Blog • March 2026
By Cemhan Biricik — Founder of ZSky AI
There are mornings when I wake up, check the monitoring dashboard, see that everything is running smoothly, and feel a quiet satisfaction that makes every late night worth it. There are also mornings when I wake up to a GPU failure, a user complaint, and the realization that I have to fix everything before anyone else wakes up. Both mornings are part of the same job.
Nothing sustains motivation like evidence that your work matters to real people. When a user writes to tell me that ZSky AI helped them create the cover art for their first album, or that they used it to visualize a children's book they have been writing for years, or that the free tier let them explore AI art when they could not afford paid alternatives — those messages are rocket fuel.

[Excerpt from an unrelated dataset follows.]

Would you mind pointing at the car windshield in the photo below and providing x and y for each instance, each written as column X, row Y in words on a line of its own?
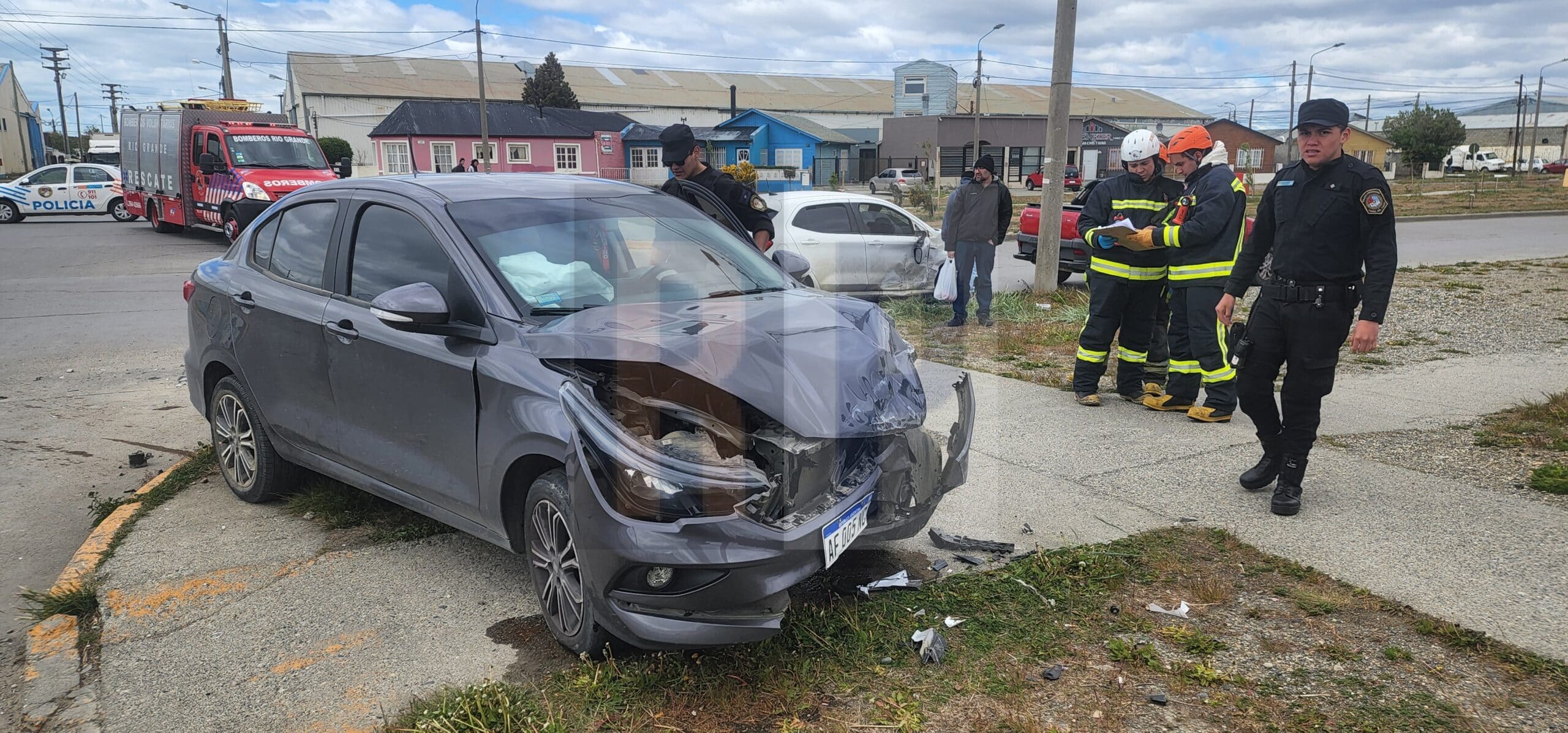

I keep a folder of these messages. On the worst days, I read them. They remind me why seven GPUs are humming in the next room and why I chose this path over a comfortable job.
Building an AI platform as a solo founder is the most intellectually demanding thing I have ever done. In a single day, I might optimize VRAM allocation, debug a frontend rendering issue, analyze latency metrics, respond to user feedback, and plan infrastructure upgrades. The variety is exhausting and exhilarating in equal measure.
I am never bored. That is worth more than it sounds. Many people spend their careers doing one narrow thing. I get to build everything, understand everything, and improve everything. The solo founder path is hard, but it is never monotonous.
Every improvement compounds. Better reliability means fewer emergency wake-ups, which means more energy for building features. Better features mean more users, which means more feedback, which means better products. This flywheel, once it starts spinning, generates its own momentum.
A year ago, ZSky AI was a prototype on a desk. Today it serves real users creating real work. A year from now, it will be something I cannot fully imagine yet. That trajectory, visible in the data and in the user stories, is deeply motivating.
Honestly? Part of what keeps me going is pure stubbornness. People said a solo founder cannot build a competitive AI platform. People said you need VC funding. People said you need a team of ML researchers. Every user who creates something valuable on ZSky AI is evidence that those people were wrong. And I am not done collecting evidence.
If you are building something alone and wondering whether it is worth it, I cannot answer that for you. What I can tell you is that the founders who persist through the doubt are the ones who build things that matter. The doubt never fully goes away. You just get better at building alongside it.